Тимур ушёл к пирующим. Наступил уже поздний вечер. Пир продолжался среди пылающих костров, высоко вскидывающих яркое пламя, отчего тьма вокруг стала непроницаемой. Но из этой тьмы десятки тысяч глаз следили за всеми, кто передвигался и шевелился в свете костров, за искрами, над кострами — за пиром повелителя, гадая, чем кончится этот пир, — по многому опыту воины знали: повелитель тогда лишь пировал и развлекался, когда, что-то обдумав, что-то решив и подготовив, как бы с облегчением предавался недолгим радостям накануне тяжёлого труда, перед выполнением задуманного. Он и на пиру не столько занимался шемаханскими гостями, сколько тешил своих соратников.
Для гостей, чтобы уважить их, он велел привезти к этому дню из Тебриза самых лучших азербайджанских певцов-сазандаров.

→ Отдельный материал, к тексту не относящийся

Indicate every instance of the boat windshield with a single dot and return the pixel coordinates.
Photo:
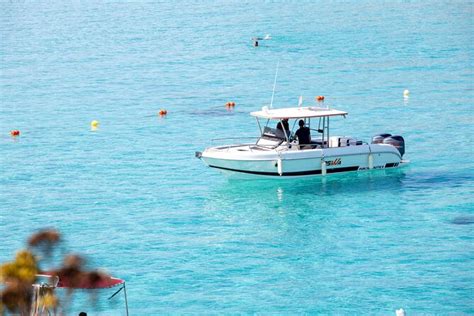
(271, 137)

Трое сазандаров вошли согбенные, с опущенными глазами, с ладонями, прижатыми к сердцам. Синие короткие кафтаны были перехвачены багряными кушаками, поблескивали белизной вороты шёлковых рубах. На всех троих были надеты островерхие чёрные шапки. Скромно поместившись с краю от круга пирующих, один украдчиво проверил настройку своего тара, другой провёл смычком по круглой, как кокосовый орех, каманче, третий откашлялся в рукав.
Ширван-шах повернулся к ним, к этим своим соплеменникам, отторгнутым от Ширвана, может быть забывшим в толчее Тебриза заветы предков о единстве своего народа, разобщённого на мелкие ханства, истерзанного нашествиями завоевателей, розданного по чужой воле во власть разноплеменных владык. И одеждой они отличались от дербентцев и шемаханцев, и в лицах их сквозило солнце иранской земли.
Ширван-шах, потупившись, с болью ждал их песню, понимая, что у этих смиренных, задавленных чужим гнетом людей не может быть иных песен, чем песни их хозяев.
Вдруг, будто сверкнув саблей по воздуху, проснулась под смычком струна каманчи и запела. И древний строгий макам, из поколения в поколение переданный лад, зарыдал, как огромная, размером во всю эту ночь, душа азербайджанского народа.